Ma la battaglia è soprattutto sull’utilizzo della pancetta o del guanciale. Nelle prime versioni la carbonara veniva preparata usando sempre e solo la pancetta fino a quando, a metà degli anni ’60, per merito di Luigi Carnacina e Luigi Veronelli, viene usato come migliore alternativa il guanciale. Scelta la loro che viene anche statuita ne “La Grande Cucina”. Ma anche la panna ha destato non poche diatribe; ed anche qua i due mostri sacri della cucina di cui sopra ne contemplano “qualche cucchiaiata, di quella freschissima e molto cremosa”. Panna e carbonara di cui si fece portavoce anche l’illustre Renato Rascel il quale, da romano DOC quale era, si riteneva portatore della tradizione capitolina e quindi aggiungeva anche un po’ di panna.
A Renato Rascel piaceva con un pò di panna
Uso della panna che anch’esso affonda le radici nel periodo storico in cui nasce la carbonara ovvero nel secondo Dopoguerra quando le uova usate erano spesso in polvere (erano quelle delle razioni americane) e così vi era la necessità di una parte liquida e grassa per dare la giusta consistenza. O forse, e qui arriva un’altra teoria, perché i gastronomi di quel tempo guardavano con ammirazione i colleghi d’Oltralpe la cui cultura vedeva utilizzare di più la panna che noi latini.
Sta di fatto che, panna o non panna, la carbonara continua ad attirare flotte di estimatori buongustai tant’è che lo scorso anno la sua festa ha visto decine di milioni di persone che hanno partecipato, a vario titolo e con vari risultati, sui social a cucinare la propria “Pasta alla Carbonara”.
Per l’occasione tre realtà che fanno del mangiare bene la loro regola: Matteo Di Cola di ItalyFoodPorn, CarboGang e Golocius hanno unito le forze per celebrare assieme a tutti questo inimitabile piatto della tradizione romana a Milano, Roma e Napoli.

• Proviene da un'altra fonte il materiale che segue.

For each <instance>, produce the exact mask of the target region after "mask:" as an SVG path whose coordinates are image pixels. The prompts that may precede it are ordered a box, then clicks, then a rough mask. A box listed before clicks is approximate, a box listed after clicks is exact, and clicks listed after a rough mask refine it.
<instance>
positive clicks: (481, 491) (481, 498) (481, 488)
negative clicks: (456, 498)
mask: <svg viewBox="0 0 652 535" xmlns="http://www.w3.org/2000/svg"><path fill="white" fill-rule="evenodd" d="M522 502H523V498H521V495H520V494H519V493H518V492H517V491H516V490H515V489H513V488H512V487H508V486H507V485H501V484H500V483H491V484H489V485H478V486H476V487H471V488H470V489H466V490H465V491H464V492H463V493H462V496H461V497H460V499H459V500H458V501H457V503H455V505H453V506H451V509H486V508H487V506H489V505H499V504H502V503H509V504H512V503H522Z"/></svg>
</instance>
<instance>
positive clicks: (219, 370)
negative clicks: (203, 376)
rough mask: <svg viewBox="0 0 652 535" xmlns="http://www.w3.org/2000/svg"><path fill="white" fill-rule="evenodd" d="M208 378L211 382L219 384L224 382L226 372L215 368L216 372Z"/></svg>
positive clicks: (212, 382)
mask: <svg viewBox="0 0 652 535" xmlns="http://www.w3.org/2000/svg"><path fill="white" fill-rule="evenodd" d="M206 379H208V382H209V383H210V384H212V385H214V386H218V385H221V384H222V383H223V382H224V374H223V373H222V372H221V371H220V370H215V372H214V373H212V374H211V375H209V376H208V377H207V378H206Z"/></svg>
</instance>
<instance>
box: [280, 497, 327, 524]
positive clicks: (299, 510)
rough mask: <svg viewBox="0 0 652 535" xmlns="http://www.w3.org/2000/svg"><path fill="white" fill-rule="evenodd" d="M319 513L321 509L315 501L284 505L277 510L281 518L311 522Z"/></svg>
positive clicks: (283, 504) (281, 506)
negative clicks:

Verrà anche offerto un menu speciale, al costo di 50 euro per due persone, comprensivo di: 2 tranci di pizza carbonara, 1 frittata alla carbonara, 1 Sbamburger® alla carbonara, 2 rigatoni alla carbonara e 2 soft drink.
Per chi voglia realizzare a casa uno dei piatti più dibattuti – non solo in Italia – per le numerose versioni e interpretazioni, ci sono regole ferree da rispettare: l’uovo dà la cremosità, il guanciale la nota croccante, il pecorino il sapore e il pepe nero il profumo. I tuorli con abbondante pecorino e pepe vanno sbattuti in un recipiente fino ad ottenere una crema. Nel frattempo, in una padella antiaderente, si fa rosolare dolcemente il guanciale che rilascerà un grasso profumato fino a renderlo croccante. Spenta la fiamma, si unisce tutto nella terrina al composto di uova pecorino e pepe. È il momento di scolare la pasta al dente e versarla nella ciotola mescolando ben bene e concludere con altro pecorino e pepe.
Ma non si fanno solo gare di cucina nel giorno della Carbonara Day. A Rimini la giornata viene celebrata con una gara molto speciale e godereccia al Bounty, lo storico pub di Giuliano Lanzetti considerato una sorta di tempio della carbonara, con una ricetta esclusiva che si tramanda da oltre trent’anni: una competizione fra tre concorrenti, selezionati tra oltre settanta candidati. Per essere incoronati ’Re della carbonara’ non basterà conoscere vita e miracoli sulle origini del gustosissimo piatto ma bisogna riuscire a mangiare in fretta un chilogrammo (ingredienti compresi) di spaghetti alla carbonara, in un tempo che dovrà essere inferiore ai 25 minuti. Ovvero, circa 300 grammi (tre piatti standard) ogni otto minuti.